Not really Godunov
Richard Jones’s new Royal Opera production of Boris Godunov is excessively house-trained. Has there ever been so tidy a production of Mussorgsky’s sprawling epic? Admittedly this original 1869 completion, a version never before staged here (where the composer’s and Rimsky’s revisions have mostly been the norm) took fewer operatic liberties than the 1872 version which was designed for more conventional tastes. But the composer wanted to focus on truthful natural discussion between characters, how people really are, and bent his music to that end, whereas Jones has marshalled in an indoors environment both unruly Russian peasants and uniformed Boyars alike – doing what they are told (by him). In Miriam Buether’s single two-level hall set, we get no great outdoors for Novodevichy on the way to the colourful hotspot of the coronation, nor for the impenetrable scale of tundra and forest implied by the map studied by Boris’s son Fyodor. Nicky Gillibrand’s imaginative trad-blend costumes are well worth a look, though at Boris’s death with so much fur and beard she makes Terfel look like a dead sheep.
Jones shows us at the opening and three times thereafter a striking mime of the child Dmitry, younger brother of the last Tsar, having his throat cut. So no excuse if we fail to grasp the adult “Dmitry” (when we meet him) is a pretender. This, though stylishly done, was reminiscent of Covent Garden’s popular Turandot: too much choreographed movement is closer to Disney than the realism Mussorgsky craved. At the Lithuanian border Varlaam and Missail’s monkish episode has the cleanest provincial hostelry in Russia and the neatest hostess, while the dumb security seeking Grigory are very PC Plod; it’s all far too cold and over-controlled.
For the musical flood we have Antonio Pappano conducting with relish and sympathy, mapping an indelible path. Mostly the cast are an excellent home-grown team – John Tomlinson notably outstanding as Varlaam, and young Ben Knight from Kingston-on-Thames making a big impact in the role of Fyodor (usually a little mezzo). The Estonian Ain Anger was a superb Pimen, voicing his knowledge about what really happened to the dead Tsarevich but blind to the mind of novice Grigory (nicely done by David Butt Philip). Andrew Tortise relished the keening atmospheric melody of the Holy Fool. Kostas Smoriginas supplied some of the dark bass timbre the work invites.

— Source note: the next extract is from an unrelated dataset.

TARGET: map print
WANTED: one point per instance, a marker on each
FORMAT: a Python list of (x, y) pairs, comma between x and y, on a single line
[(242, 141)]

Terfel in the title role and John Graham-Hall as his co-conspirator (and eventual heir) Shuysky played off each other well. Graham-Hall really needed more impact. Terfel’s bass-baritone was not ideal in colour for this majestic role which has been so memorably served by the deep darkness available to Kipnis and Chaliapin. And there was something wanting too in Terfel’s ability to convey the inescapable overhanging of fate and divine punishment. The wild side of the work did not quite register that shadow which deep black bass tone implies.